I would have to grow a hipster beard and start sporting a Boy Bun hairdo. (No stats on the next few reasons). 

I would have to wear a scarf regardless of the weather or the season. 

I would have to relearn how to eat. A European will clutch their knife at all times. They poke, plod and shovel food around with it. A sort of multi use tool. Americans only use a knife as a cutting instrument or to butter bread. Most of the time, a knife is in stand-by mode. 

I would have to wear garments that are not quite long enough to be pants but too long to be shorts. 

I would have to shift my daily schedule by becoming a creature of the night. No more early to bed early to rise. I would have to-“Sigh!” - burn daylight by sleeping in. 

I would have to learn lots of languages. The Swiss people use four languages in a country the size of Vermont and New Hampshire combined. English is already a second language to me the way I get tongue tied at times.

I would have to give up my trail runners and flip flops. I would have to purchase real leather shoes! I have not owned a pair since the late 80’s. I would have to start dressing age accordingly. 

Here’s the toughest thing I would have to change. I would have to slow down. No one has ever said, “Faster than a European Nano-Second.” The Europeans don’t move all that fast. (Except when they are driving!) I say Americans move at the speed of money. That’s fast. 

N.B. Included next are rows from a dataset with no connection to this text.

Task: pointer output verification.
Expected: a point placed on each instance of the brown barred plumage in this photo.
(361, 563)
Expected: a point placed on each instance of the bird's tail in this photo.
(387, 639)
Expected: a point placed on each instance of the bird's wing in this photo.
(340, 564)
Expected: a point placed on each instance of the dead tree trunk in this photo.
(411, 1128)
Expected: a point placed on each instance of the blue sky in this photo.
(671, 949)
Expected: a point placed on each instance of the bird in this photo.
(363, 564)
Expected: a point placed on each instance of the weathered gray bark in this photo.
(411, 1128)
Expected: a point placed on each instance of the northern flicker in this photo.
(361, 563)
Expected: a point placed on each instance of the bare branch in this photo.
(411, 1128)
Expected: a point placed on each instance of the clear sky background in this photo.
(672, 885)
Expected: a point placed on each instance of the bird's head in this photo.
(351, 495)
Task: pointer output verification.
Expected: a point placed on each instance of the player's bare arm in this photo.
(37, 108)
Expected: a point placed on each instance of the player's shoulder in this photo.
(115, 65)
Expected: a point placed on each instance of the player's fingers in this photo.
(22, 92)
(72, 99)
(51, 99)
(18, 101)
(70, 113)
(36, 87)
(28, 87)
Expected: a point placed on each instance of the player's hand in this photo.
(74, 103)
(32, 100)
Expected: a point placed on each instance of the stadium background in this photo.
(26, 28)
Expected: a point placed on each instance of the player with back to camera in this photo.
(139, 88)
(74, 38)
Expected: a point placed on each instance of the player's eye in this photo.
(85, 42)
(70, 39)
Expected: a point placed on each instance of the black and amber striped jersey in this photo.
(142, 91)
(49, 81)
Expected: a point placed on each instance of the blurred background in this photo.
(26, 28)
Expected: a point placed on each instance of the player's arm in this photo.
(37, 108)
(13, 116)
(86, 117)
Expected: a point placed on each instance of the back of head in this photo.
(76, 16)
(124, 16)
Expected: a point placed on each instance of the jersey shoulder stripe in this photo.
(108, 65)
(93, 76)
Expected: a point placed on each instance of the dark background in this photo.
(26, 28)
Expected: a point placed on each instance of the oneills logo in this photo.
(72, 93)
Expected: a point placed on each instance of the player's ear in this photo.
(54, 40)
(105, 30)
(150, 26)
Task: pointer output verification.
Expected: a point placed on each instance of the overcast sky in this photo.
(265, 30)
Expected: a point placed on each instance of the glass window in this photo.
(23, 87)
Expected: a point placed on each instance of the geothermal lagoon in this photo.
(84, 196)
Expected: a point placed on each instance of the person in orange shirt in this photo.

All in all, I just couldn’t make all these paradigm shifts to become a true European. I barely fit the standards of being a typical or normal American. To quote Eddy Vedder of Pearl Jam fame, “I changed by not changing at all.” 

Alas, I’ve been this way for a long time. It’s my comfort zone. 

I’ll be Stateside soon. However, I shall return to Europe next summer and fall. Like I’ve said so often in this blog. It’s cool being in Europe!

Cheers from beautiful, rugged Madeira on my 63rd birthday. 


  1. Happy Birthday, my friend. Hope to see you for a BD beer.

  2. Happy Birthday, my friend. Hope to see you for a BD beer.

  3. Now if it were New Zealand, that would be another thing entirely - except it's so doggone far away from family - and a very expensive place to live. Happy Birthday, Jeff!